How much faster is L1 cache than RAM?
Roughly 40-60x faster for random access. L1 cache access is about 1 ns; DDR5 RAM is about 50-80 ns end-to-end including controller overhead. That's why keeping hot data in cache dominates real-world CPU performance.
Is NVMe SSD faster than RAM?
No. NVMe is fast for storage, but for random access its latency is around 50-150 µs versus RAM's 50-80 ns. That's a 1,000x gap. NVMe beats RAM only on raw capacity and persistence, never on latency.
Why is HDD so much slower than SSD?
A spinning HDD has to physically move a read head to the right track and wait for the platter to rotate into position, typically 5-15 ms per random access. An SSD has no moving parts and returns data in under 100 µs, roughly 100x faster for random reads.

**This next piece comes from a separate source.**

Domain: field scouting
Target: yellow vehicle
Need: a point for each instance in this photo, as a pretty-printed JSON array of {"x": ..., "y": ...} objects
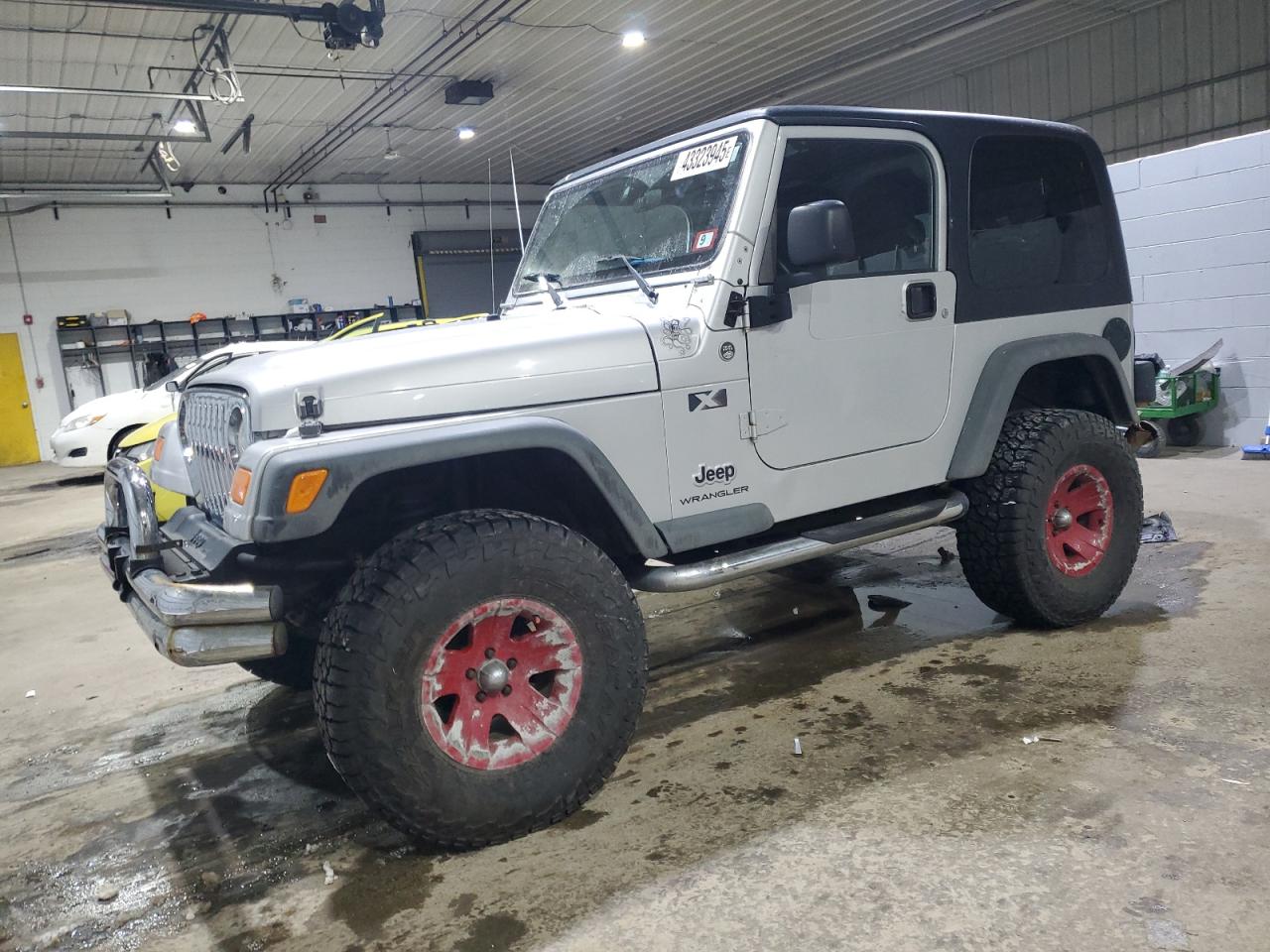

What's the point of L3 cache?
L1 and L2 are tiny (KB to low MB) and per-core. L3 is much larger (tens of MB) and shared across cores, acting as a buffer before requests go to main RAM. It catches data evicted from L1/L2 and data shared between cores.
How many nanoseconds is one CPU cycle?
At 4 GHz, one cycle is 0.25 ns. At 5 GHz, 0.2 ns. Cache hits are measured in single-digit cycles; main memory access costs hundreds of cycles, which is why optimizing for cache locality matters enormously in performance-critical code.
Does DDR5 have lower latency than DDR4?
Not usually at the same relative tier. DDR5 improved bandwidth and capacity significantly, but true latency (in ns) for mainstream kits is similar to late-stage DDR4. The gains from DDR5 come from bandwidth and larger capacities, not lower memory latency.